Birdsong is a learned and complex sweetness

If January has you longing for warmer temperatures and the sweet sounds of birdsong, consider reframing your expectations: perhaps the birds are in training now, in preparation for spring. 

Songbirds learn how to court from dad

Songbirds listen to their fathers' courtship songs and as they do, changes occur in their brain circuitry. They go from listening to knowing the songs themselves.

Neuroscientists at New York University (NYU) Langone Medical Center reveal how birds learn songs through observation and practice. Their study was published Jan. 15 in Science, a journal of the American Association for the Advancement of Science (AAAS).

Researchers tracked brain cell activity in young zebra finches as they learned songs from a mentoring parent over several weeks and discovered that just listening to a father's song turns on the same brain cell networks that the young bird will use later to sing the song once learned. 

"While we have known for decades that adolescent songbirds only learn their songs if exposed to a tutor, we believe our study is the first to detail changes in nerve networks that make this mastery possible in maturing brains," said senior study investigator Michael Long, PhD.

Songbirds’ vocal muscles mimic those of trained opera singers

Becoming an opera singer requires years of training unless, of course, you’re a songbird.

Researchers from Emory University in Atlanta, Ga. and the University of Southern Denmark in Norway have learned that a songbird’s vocal muscles work like those of human speakers and singers.
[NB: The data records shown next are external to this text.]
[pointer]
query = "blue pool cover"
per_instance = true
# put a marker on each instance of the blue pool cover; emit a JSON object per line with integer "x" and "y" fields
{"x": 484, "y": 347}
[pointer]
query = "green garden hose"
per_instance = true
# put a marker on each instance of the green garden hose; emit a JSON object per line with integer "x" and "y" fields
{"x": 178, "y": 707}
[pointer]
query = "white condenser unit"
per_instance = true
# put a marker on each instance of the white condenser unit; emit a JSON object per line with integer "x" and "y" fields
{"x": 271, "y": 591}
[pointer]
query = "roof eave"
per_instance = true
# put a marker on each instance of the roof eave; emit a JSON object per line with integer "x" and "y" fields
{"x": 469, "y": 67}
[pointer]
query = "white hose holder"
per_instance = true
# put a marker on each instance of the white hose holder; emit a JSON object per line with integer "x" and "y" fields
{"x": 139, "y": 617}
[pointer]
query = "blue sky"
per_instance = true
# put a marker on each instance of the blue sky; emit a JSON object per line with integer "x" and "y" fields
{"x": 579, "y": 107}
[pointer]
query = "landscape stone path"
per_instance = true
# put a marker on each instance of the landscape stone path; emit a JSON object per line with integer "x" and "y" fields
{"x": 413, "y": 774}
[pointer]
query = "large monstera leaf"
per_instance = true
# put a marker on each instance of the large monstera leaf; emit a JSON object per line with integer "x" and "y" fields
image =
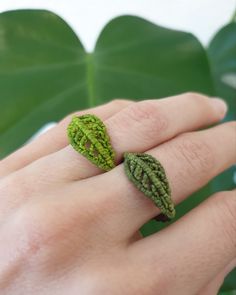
{"x": 45, "y": 73}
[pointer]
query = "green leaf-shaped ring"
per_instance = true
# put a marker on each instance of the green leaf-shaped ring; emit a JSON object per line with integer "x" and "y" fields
{"x": 149, "y": 176}
{"x": 88, "y": 136}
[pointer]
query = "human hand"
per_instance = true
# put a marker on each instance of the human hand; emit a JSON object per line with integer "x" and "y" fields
{"x": 67, "y": 228}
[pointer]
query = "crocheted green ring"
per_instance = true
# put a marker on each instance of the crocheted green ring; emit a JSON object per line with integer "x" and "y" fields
{"x": 88, "y": 136}
{"x": 149, "y": 176}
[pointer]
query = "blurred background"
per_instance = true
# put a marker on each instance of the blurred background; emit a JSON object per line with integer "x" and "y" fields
{"x": 200, "y": 17}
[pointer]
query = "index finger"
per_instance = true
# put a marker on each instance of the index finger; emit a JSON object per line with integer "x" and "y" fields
{"x": 196, "y": 248}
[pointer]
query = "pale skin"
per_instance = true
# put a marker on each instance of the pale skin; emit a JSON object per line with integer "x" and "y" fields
{"x": 68, "y": 228}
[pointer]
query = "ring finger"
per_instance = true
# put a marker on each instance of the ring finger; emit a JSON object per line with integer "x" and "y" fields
{"x": 140, "y": 127}
{"x": 190, "y": 160}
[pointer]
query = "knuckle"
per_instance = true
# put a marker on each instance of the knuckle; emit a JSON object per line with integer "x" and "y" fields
{"x": 197, "y": 97}
{"x": 149, "y": 113}
{"x": 37, "y": 223}
{"x": 232, "y": 124}
{"x": 226, "y": 210}
{"x": 197, "y": 155}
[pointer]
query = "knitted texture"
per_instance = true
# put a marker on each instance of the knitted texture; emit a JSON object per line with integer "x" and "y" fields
{"x": 88, "y": 136}
{"x": 148, "y": 175}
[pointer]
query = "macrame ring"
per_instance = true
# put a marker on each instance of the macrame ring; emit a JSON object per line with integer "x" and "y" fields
{"x": 88, "y": 135}
{"x": 148, "y": 176}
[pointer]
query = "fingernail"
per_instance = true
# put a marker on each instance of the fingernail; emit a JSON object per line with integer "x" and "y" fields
{"x": 220, "y": 106}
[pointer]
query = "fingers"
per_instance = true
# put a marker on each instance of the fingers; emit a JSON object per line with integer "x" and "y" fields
{"x": 142, "y": 126}
{"x": 212, "y": 288}
{"x": 196, "y": 248}
{"x": 190, "y": 161}
{"x": 55, "y": 139}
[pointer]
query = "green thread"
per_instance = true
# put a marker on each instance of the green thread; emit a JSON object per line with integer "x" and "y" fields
{"x": 149, "y": 176}
{"x": 88, "y": 136}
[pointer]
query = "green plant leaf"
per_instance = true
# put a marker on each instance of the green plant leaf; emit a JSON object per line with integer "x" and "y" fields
{"x": 45, "y": 72}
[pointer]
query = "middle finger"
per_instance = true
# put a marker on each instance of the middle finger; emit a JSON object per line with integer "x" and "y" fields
{"x": 190, "y": 161}
{"x": 140, "y": 127}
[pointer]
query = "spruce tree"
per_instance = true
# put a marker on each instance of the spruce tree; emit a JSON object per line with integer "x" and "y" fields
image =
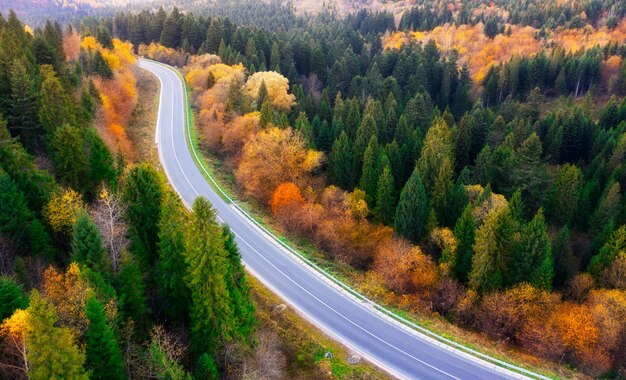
{"x": 143, "y": 193}
{"x": 171, "y": 266}
{"x": 52, "y": 352}
{"x": 465, "y": 233}
{"x": 340, "y": 163}
{"x": 12, "y": 297}
{"x": 412, "y": 211}
{"x": 132, "y": 290}
{"x": 385, "y": 196}
{"x": 564, "y": 260}
{"x": 533, "y": 261}
{"x": 69, "y": 157}
{"x": 495, "y": 245}
{"x": 103, "y": 355}
{"x": 239, "y": 290}
{"x": 212, "y": 319}
{"x": 87, "y": 245}
{"x": 14, "y": 212}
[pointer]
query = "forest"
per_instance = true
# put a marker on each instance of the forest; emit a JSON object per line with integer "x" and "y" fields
{"x": 456, "y": 168}
{"x": 103, "y": 273}
{"x": 460, "y": 161}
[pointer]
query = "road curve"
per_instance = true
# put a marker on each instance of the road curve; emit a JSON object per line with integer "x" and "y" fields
{"x": 400, "y": 351}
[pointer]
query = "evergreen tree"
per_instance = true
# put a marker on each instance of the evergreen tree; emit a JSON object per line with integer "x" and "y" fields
{"x": 12, "y": 297}
{"x": 412, "y": 211}
{"x": 52, "y": 352}
{"x": 385, "y": 196}
{"x": 14, "y": 212}
{"x": 143, "y": 193}
{"x": 235, "y": 279}
{"x": 132, "y": 290}
{"x": 493, "y": 251}
{"x": 267, "y": 114}
{"x": 101, "y": 163}
{"x": 69, "y": 156}
{"x": 55, "y": 106}
{"x": 171, "y": 267}
{"x": 87, "y": 244}
{"x": 533, "y": 262}
{"x": 369, "y": 178}
{"x": 21, "y": 106}
{"x": 465, "y": 233}
{"x": 104, "y": 358}
{"x": 564, "y": 260}
{"x": 211, "y": 314}
{"x": 340, "y": 163}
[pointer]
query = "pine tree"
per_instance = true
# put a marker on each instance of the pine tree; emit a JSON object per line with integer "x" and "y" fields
{"x": 55, "y": 106}
{"x": 143, "y": 193}
{"x": 340, "y": 163}
{"x": 104, "y": 358}
{"x": 465, "y": 233}
{"x": 493, "y": 250}
{"x": 132, "y": 290}
{"x": 564, "y": 260}
{"x": 12, "y": 297}
{"x": 52, "y": 351}
{"x": 101, "y": 163}
{"x": 171, "y": 267}
{"x": 412, "y": 211}
{"x": 69, "y": 156}
{"x": 385, "y": 196}
{"x": 235, "y": 278}
{"x": 369, "y": 178}
{"x": 533, "y": 262}
{"x": 21, "y": 107}
{"x": 87, "y": 245}
{"x": 211, "y": 314}
{"x": 14, "y": 212}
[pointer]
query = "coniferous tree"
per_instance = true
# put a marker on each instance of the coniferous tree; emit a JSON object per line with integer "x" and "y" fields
{"x": 340, "y": 162}
{"x": 239, "y": 290}
{"x": 493, "y": 250}
{"x": 132, "y": 290}
{"x": 465, "y": 233}
{"x": 55, "y": 105}
{"x": 412, "y": 211}
{"x": 171, "y": 266}
{"x": 143, "y": 194}
{"x": 385, "y": 197}
{"x": 14, "y": 212}
{"x": 211, "y": 313}
{"x": 69, "y": 156}
{"x": 52, "y": 352}
{"x": 87, "y": 245}
{"x": 533, "y": 262}
{"x": 564, "y": 260}
{"x": 104, "y": 359}
{"x": 370, "y": 172}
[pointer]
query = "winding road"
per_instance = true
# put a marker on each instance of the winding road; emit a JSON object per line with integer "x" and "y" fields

Indeed, their vocal muscles can change their function to help produce different parameters of sounds, in a manner similar to that of a trained opera singer.

The study was published in the Journal of Neuroscience on Oct. 21, 2015.

The researchers measured how the neural activity of Bengalese finches activates the production of a particular sound through the flexing of a particular vocal muscle. The results showed the complex redundancy of the songbird's vocal muscles.